Hablar del fin de las grandes narrativas, de los giros materialistas o del fin de la ficción puede resultar seductor, pero a nivel de práctica las cuestiones son otras: qué pronombre utilizar, fundir o no narrador y personaje, recurrir al estilo indirecto o no… Alejandra Pizarnik definía la poesía como una intemperie y la narrativa como una manera de hacer una casa. Se trata de esto. Muchas de estas cuestiones implícitas en Nadie me verá llorar por la relación entre el documento, el archivo y la historia. Como profesora de escritura creativa en Estados Unidos he tenido que hacer más legibles estas reflexiones. Escribir es tomar decisiones. No por inspiración metafísica sino porque interactuamos de manera crítica con el lenguaje.
–Siempre ha dicho que toda decisión estética es política.

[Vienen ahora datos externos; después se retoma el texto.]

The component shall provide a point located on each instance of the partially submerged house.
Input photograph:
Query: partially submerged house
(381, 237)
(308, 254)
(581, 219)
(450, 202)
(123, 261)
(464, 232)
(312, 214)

–Algunos piensan que no es cierto. En pleno siglo XXI, después de una epidemia, mucho creen que existe una literatura con L mayúscula y que es un campo autónomo. Si algo está muy claro, y aquí estoy de acuerdo con Josefina Ludmer, es que vivimos una etapa postficcional. Y esto debe reflejarse en la escritura. Judit Butler decía una cosa muy interesant: mientras que la literatura del yo no sea literatura del tú y, yo añadiría, del nosotros, será una literatura sin gran interés. Lo estético y lo político están orgánicamente entrelazados. No es optativo, no te puedes decantar por una cosa o por la otra.